After recording 2.5 sacks in a Week 5 victory against the Philadelphia Eagles, Bonitto was named AFC Defensive Player of the Week. In Week 13 against the Washington Commanders, Bonitto swatted away Marcus Mariota's two-point conversion pass attempt in overtime, which would've won Washington the game, to seal a 27–26 Broncos overtime victory. Bonitto helped the Broncos defense become one of the league's top units during the 2025 season, contributing to a league-leading 68 sacks with his own 14.0 on the season. In the Divisional Round against the Buffalo Bills, Bonitto recorded 3 tackles (2 solo, 1 combined) and two forced fumbles, one of which, a strip sack on quarterback Josh Allen.

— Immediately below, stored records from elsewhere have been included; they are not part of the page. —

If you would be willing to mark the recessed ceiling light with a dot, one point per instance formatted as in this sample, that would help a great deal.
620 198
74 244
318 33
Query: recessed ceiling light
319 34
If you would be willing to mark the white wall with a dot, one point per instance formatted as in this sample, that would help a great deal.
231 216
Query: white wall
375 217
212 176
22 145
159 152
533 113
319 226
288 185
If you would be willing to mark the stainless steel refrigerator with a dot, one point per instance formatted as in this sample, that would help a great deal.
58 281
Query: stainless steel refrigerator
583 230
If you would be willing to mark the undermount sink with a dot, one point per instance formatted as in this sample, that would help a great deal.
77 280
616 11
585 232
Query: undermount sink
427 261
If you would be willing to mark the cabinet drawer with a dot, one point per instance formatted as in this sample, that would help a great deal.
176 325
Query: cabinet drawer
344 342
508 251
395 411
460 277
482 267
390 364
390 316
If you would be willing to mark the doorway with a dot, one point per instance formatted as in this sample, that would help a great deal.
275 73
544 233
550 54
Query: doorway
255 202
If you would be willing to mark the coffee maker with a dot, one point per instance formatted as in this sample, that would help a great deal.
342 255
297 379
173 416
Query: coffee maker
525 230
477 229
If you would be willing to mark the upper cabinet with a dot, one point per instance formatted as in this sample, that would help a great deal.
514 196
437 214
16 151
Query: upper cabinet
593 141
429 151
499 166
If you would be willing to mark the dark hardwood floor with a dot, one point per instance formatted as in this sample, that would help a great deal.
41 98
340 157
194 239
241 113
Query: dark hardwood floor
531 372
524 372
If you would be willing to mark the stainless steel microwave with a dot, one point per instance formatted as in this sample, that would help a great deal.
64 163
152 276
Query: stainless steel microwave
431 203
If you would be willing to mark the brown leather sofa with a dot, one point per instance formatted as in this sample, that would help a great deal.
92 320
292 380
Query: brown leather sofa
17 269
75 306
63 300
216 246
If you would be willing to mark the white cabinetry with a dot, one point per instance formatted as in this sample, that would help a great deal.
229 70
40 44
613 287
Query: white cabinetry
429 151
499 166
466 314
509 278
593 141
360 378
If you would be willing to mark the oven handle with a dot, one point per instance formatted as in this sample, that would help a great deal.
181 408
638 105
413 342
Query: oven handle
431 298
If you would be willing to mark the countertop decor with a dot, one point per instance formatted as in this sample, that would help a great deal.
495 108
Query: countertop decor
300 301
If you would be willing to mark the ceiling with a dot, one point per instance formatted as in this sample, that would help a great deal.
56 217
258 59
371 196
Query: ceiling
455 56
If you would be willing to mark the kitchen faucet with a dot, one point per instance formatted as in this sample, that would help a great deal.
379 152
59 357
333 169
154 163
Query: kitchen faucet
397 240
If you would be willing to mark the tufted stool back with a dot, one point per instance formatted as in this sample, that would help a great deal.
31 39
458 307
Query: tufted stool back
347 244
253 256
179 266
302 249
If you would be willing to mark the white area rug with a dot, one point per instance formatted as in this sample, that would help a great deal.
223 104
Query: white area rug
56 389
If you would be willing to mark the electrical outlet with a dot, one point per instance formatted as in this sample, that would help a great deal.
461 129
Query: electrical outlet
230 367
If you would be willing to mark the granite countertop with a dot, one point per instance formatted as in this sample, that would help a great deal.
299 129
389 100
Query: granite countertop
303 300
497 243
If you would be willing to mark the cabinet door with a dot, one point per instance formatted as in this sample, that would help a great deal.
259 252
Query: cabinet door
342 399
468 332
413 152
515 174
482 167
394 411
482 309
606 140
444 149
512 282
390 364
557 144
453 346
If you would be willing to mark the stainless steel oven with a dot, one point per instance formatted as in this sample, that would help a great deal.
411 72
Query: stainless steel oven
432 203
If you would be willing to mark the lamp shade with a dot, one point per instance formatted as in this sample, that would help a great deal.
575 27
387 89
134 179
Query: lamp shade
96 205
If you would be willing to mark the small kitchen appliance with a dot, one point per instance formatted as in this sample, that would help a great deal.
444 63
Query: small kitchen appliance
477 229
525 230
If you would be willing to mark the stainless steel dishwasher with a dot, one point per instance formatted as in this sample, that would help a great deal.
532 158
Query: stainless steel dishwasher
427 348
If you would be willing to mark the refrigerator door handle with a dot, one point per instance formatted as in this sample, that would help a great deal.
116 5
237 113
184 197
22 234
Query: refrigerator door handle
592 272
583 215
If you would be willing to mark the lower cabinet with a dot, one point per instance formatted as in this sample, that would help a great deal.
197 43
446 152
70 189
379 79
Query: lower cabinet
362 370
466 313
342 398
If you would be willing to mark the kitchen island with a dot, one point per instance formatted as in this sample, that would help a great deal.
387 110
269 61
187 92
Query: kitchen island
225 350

Bonitto was ranked 32nd by his fellow NFL players on the NFL Top 100 Players of 2026.

==Career statistics==

Legend
| Bold | Career high |

===NFL===
====Regular season====

Year: Team; Games; Tackles; Fumbles; Interceptions
GP: GS; Cmb; Solo; Ast; Sck; TFL; FF; FR; Yds; TD; PD; Int; Yds; TD
2022: DEN; 15; 1; 14; 6; 8; 1.5; 1; 1; 0; 0; 0; 0; 0; 0; 0
2023: DEN; 15; 4; 30; 23; 7; 8.0; 13; 1; 0; 0; 0; 2; 0; 0; 0
2024: DEN; 17; 15; 48; 33; 15; 13.5; 16; 2; 1; 50; 1; 4; 1; 71; 1
2025: DEN; 17; 16; 46; 31; 15; 14.0; 14; 2; 0; 0; 0; 1; 0; 0; 0
Career: 64; 36; 138; 93; 45; 37.0; 44; 6; 1; 50; 1; 7; 1; 71; 1

==== Postseason ====

Year: Team; Games; Tackles; Fumbles; Interceptions
GP: GS; Cmb; Solo; Ast; Sck; TFL; FF; FR; Yds; TD; PD; Int; Yds; TD
2024: DEN; 1; 1; 4; 2; 2; 0.0; 0; 0; 0; 0; 0; 0; 0; 0; 0
2025: DEN; 2; 2; 3; 2; 1; 1.0; 1; 2; 0; 0; 0; 0; 0; 0; 0
Career: 3; 3; 7; 4; 3; 1.0; 1; 2; 0; 0; 0; 0; 0; 0; 0

===College===

Year: Team; GP; Tackles; Interceptions; Fumbles
Cmb: Solo; Ast; Sck; TFL; Int; Yds; Avg; TD; PD; FF; FR; Yds; TD
2018: Oklahoma; 4; 3; 2; 1; 0.0; 0.0; 0; 0; —; 0; 0; 0; 0; 0; 0
2019: Oklahoma; 14; 43; 25; 18; 3.5; 6.5; 1; 0; 0.0; 0; 4; 0; 0; 0; 0
2020: Oklahoma; 10; 32; 18; 14; 8.0; 10.5; 0; 0; —; 0; 2; 0; 0; 0; 0
2021: Oklahoma; 12; 39; 23; 16; 7.0; 15.0; 0; 0; —; 0; 1; 1; 3; 70; 0
Career: 40; 117; 68; 49; 18.5; 32.0; 1; 0; 0.0; 0; 7; 1; 3; 70; 0

== Personal life ==
Bonitto is of Cuban, Jamaican and Haitian descent. On February 4, 2026, Bonitto was named the inaugural Hispanic Professional Football Player of the Year by the Hispanic Football Hall of Fame.

Bonitto is also an investor in USL Championship soccer club OKC Energy.